This week landed in my inbox the book Software Reliability - Principles and Practices, by Glenford J. Myers from the IBM Systems Research Institute. It's a great book with tons of advice that's very relevant today, even though it was published over forty years ago.

The topic being Software Reliability, one might think that the whole book talks about fault tolerance techniques, algorithms, and so on. While that's part of the book, it's not its main theme. The book focuses on the human aspect of programming, and how making improvements there results in software that's more reliable, because it has less bugs, it's easier to maintain, it easier to use for final users, and so on.

In a section about programming clarity we find the following quote:

The programmer’s goal must be writing source code for the primary audience of people instead of machines.

Code that's easier for other humans to understand and read. So when it comes to project maintenance, people can tell what a program is doing. When everything is on fire due to a bug in production, nobody will care how fast that code was written, but people will care if they understand the code, and they are able to fix the issue.

Even in 1976, the idea of writing code for humans to read, wasn't new. In the 1967 Datamation issue there was an article called What A Programmer Does. One of the best unknown articles about best programming practices out there. The author says:

A programmer does not primarily write code; rather, he primarily writes to another programmer about his problem solution. The understanding of this fact is the final step in his maturation as a technician.

A program is a way to instruct a computer how to perform a task for a certain problem, but at the same time, that text is a document that tells other programmers how that problem was solved. How important it is to write readable code! We must write code with our peers in mind, and let the compiler worry of warning us when the computer won't understand something.

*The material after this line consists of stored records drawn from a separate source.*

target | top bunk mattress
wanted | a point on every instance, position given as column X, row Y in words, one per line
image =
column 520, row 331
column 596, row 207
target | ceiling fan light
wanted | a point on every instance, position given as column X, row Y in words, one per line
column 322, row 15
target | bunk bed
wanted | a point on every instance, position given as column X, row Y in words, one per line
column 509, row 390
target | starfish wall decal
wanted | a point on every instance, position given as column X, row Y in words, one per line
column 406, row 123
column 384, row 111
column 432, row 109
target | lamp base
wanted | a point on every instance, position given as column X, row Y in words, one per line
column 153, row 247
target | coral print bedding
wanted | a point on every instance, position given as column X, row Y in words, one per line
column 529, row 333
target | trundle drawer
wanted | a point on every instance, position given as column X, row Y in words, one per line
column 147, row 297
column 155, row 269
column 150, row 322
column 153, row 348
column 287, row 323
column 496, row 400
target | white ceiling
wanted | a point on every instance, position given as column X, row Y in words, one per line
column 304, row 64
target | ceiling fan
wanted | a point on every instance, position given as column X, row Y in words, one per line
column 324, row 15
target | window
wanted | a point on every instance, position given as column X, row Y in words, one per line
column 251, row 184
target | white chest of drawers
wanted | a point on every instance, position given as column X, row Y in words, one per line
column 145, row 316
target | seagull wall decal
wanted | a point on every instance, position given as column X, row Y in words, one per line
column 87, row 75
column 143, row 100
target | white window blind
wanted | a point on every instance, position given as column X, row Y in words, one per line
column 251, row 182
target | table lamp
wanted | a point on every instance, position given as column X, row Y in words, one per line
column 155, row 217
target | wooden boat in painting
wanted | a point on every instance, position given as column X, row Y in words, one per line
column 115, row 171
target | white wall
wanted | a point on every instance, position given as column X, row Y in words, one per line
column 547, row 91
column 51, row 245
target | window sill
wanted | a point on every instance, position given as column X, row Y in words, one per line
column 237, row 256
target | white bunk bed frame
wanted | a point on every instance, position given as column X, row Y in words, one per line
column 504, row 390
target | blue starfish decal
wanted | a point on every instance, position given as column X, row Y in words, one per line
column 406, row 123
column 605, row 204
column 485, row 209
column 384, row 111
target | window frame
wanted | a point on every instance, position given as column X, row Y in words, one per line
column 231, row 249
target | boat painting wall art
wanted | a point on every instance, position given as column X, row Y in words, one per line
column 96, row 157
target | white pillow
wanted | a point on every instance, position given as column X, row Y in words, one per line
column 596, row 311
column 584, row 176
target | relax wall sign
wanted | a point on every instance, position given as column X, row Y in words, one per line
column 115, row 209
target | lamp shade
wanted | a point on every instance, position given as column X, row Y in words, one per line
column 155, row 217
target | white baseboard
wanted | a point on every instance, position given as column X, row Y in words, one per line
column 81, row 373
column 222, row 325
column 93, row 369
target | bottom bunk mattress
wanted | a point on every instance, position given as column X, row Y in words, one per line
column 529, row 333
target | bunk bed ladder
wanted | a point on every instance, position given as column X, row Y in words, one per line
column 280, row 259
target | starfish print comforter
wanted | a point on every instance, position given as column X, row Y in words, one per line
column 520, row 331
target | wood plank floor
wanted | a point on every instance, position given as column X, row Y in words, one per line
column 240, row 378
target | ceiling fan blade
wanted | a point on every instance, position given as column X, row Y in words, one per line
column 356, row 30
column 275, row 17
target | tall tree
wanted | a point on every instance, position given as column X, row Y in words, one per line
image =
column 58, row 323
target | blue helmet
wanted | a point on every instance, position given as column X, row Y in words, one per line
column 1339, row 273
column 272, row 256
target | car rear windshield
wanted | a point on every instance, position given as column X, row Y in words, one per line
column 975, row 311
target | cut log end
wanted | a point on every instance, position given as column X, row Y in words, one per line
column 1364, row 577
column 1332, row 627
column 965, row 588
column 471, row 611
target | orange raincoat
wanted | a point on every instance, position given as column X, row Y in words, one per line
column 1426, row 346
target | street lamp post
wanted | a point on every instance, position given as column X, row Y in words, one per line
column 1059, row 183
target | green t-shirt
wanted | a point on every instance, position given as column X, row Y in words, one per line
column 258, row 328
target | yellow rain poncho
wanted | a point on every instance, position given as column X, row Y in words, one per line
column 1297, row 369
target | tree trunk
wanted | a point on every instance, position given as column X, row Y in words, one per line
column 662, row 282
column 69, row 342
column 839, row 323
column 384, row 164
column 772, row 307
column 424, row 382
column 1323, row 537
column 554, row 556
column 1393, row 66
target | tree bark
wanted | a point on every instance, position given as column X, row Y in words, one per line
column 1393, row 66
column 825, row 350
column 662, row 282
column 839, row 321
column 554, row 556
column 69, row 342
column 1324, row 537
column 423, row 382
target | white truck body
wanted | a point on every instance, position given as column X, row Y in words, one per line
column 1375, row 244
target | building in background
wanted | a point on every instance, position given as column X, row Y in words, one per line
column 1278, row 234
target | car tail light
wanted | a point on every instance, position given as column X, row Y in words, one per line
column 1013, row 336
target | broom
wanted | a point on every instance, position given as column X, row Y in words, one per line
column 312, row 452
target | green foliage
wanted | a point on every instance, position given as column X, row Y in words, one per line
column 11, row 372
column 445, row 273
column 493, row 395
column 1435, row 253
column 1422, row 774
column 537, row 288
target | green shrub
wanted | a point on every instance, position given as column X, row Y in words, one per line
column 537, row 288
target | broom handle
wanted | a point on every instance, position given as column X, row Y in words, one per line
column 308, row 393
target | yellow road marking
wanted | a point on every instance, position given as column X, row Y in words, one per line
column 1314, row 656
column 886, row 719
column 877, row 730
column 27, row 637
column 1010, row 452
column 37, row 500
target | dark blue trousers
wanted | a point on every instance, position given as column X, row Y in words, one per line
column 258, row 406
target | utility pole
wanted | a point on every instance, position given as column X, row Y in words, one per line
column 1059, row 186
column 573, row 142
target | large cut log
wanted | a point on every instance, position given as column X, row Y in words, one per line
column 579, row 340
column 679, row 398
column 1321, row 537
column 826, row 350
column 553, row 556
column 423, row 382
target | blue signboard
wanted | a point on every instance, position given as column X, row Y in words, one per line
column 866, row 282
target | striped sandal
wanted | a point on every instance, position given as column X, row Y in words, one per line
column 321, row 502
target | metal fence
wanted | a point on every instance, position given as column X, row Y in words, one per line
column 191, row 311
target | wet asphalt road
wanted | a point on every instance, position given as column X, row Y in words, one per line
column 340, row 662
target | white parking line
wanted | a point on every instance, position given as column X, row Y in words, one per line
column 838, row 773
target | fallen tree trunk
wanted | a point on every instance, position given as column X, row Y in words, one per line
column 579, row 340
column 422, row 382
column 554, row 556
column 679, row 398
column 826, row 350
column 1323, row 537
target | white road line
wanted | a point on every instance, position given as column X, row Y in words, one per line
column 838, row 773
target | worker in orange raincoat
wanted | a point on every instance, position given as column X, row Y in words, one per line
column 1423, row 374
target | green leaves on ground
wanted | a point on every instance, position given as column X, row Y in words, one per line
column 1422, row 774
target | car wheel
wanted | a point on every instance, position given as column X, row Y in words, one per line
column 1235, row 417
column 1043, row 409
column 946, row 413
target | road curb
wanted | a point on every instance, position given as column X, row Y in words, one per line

The question is how do we make code that's easier to understand? To start there's a lot of advice out there about how to write clean code, or as Myers calls it in his book "Programming Style". He mentions as inspiration the excellent book The Elements of Programming Style by Kernighan and Plauger. The section provides guidelines like "Use meaningful variable names", or "Do not alter the value of the iteration variable within a loop". While I think these are all good advice, I also think we should dig a bit deeper on what it means to write code that's easier to understand.

To that end, I've been reading about literary theory and seeing how to bring learnings from that field into programming. While I won't repeat myself here, I'll link you to the article Lector in Codigo which I wrote as a first introduction to this topic. Recently I wrote an article applying these ideas while reading Visual Studio Code own source code.

This area has a lot to explore, so expect more articles bridging these two disciplines together.

Appendix

The idea of programming for other humans to read has appeared many times. Here's a few more instances:

Knuth talks about it in his 1983 Literate Programming paper:

Instead of imagining that our main task is to instruct a computer what to do, let us concentrate rather on explaining to human beings what we want a computer to do.

Of course this idea kept coming back. It's part of the 1985 book Structure and Interpretation of Computer Programs:

Thus, programs must be written for people to read, and only incidentally for machines to execute.

Finally in the book 10 PRINT CHR$(205.5+RND(1)); : GOTO 10 Manfort et al. analyze the line of code from the book title, saying that:

the presence of these optional spaces indicates some concern for the people who will deal with this code, rather than merely the machine that will process it.

This idea keeps coming over and over again. We programmers don't seem to learn.